In the optimization version of Sum of Subsets, we want to find a subset having the fewest number of elements that sums to Sum. Here we keep track of the number of elements UB in the best solution found so far. When a node is examined which cannot do better than UB elements, then it is bounded. We first illustrate this for Backtracking and the same set A and Sum as before.

The following figure shows that portion of the state space tree generated by FIFO Branch-and-Bound. You will note that there is no need to maintain the variable UB or LoBd in this problem, since the first goal node found will automatically be optimal because of the breadth-first nature of FIFO Branch-and-Bound.
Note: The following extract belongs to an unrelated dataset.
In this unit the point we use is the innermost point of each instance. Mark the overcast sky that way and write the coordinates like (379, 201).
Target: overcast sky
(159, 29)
The fixed tuple state space tree is usually used for problems where the solutions (if any) are always a leaf nodes in the tree. In other words, a solution sequence always involves exactly n decisions. Such examples include graph coloring, boolean formula satisfiability, Traveling Salesman, and so forth. Sometimes, especially in optimization problems, the state space tree can be pruned from the outset. For example, suppose you want to determine the minimum number of colors needed to color a graph (so that no two adjacent vertices have the same color). If a graph has n vertices, then we need at most n colors. Considering the vertices in the order, it is clear that we can restrict color of vertex 1 to color 1. In the same way, we can restrict the color of vertex 2 to 1 or 2, and so forth. In other words, considering the vertices in the order, v1, v2, ... , vn, you can limit the color choices for vertex vi to colors 1,2, ..., i.